Как управляют нашей ракетой? В атмосфере и стратосфере, если бы были возможность и время управлять, можно делать это при помощи плавников-стабилизаторов, устроенных на хвосте корабля. В безвоздушном пространстве стабилизаторы, понятно, уже ни к чему, они, может быть, понадобятся лишь тогда, когда корабль долетит до Венеры и попадет снова в густую атмосферу. В межпланетном же пространстве управляют ракетой другим способом.
Допустим, мы хотим повернуть направо. Если бы мы были в лодке, обыкновенной лодке на реке, мы сильнее нажали бы на левое весло — и лодка, подталкиваемая с левой стороны, повернула бы направо. То же самое можно делать и с ракетой. Мы хотим, повторяю, повернуть вправо, но уже не на лодке, а в ракете. Уменьшим порцию взрывчатых веществ в правой сигаре и, наоборот, увеличим порцию прототротила для левой сигары. И ракета, подчиняясь более сильным толчкам с левой стороны, немедленно повернет вправо. Очень просто, не так ли?

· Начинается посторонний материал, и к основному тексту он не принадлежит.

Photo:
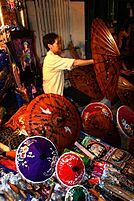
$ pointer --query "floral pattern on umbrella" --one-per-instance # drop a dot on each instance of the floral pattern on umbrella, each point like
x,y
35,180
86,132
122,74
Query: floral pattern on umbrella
x,y
106,55
77,193
97,120
70,169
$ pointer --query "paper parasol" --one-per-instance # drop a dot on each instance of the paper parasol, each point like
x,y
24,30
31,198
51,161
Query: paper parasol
x,y
77,193
54,117
125,120
83,79
107,62
97,119
36,158
17,120
125,91
70,169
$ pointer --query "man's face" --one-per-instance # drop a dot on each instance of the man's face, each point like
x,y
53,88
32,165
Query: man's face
x,y
56,47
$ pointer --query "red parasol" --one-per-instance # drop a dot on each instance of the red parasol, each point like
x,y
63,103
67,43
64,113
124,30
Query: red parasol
x,y
97,120
16,120
70,169
36,158
107,58
54,117
125,91
84,79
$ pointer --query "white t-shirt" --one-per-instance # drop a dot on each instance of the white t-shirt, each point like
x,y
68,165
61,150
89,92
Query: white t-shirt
x,y
53,72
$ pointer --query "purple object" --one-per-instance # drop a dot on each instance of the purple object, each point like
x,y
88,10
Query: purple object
x,y
36,158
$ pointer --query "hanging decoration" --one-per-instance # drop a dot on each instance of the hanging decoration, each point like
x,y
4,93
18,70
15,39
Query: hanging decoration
x,y
15,4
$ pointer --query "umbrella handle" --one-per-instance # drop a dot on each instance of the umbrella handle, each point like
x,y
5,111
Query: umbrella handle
x,y
84,150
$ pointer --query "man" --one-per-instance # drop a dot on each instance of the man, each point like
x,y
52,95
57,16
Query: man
x,y
54,65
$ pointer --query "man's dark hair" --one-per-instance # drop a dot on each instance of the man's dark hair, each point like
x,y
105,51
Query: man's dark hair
x,y
49,39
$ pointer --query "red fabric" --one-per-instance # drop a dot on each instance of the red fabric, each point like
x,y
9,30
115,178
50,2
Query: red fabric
x,y
64,170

…Кончаю писать, потому что зовет Николай Петрович. Неужели же сейчас мы повернем, изменим курс?.. Это было бы чудесно!
…Несколько дней я не принимался за писание — было очень много важных дел. Зато теперь, когда жизнь на ракете вошла в нормальную колею, — хочу продолжить повествование. Николай Петрович сказал так:
— До сих пор, Василий, ваши обязанности не были точно определены. Хотя вы и делали кое-что, но были все-таки самым свободным из всех нас. Вот вам новое задание — записывать все, что относится к нашему путешествию. Когда-нибудь впоследствии, объединив ваш дневник с моими научными записями, мы получим интересный материал. Разве не так?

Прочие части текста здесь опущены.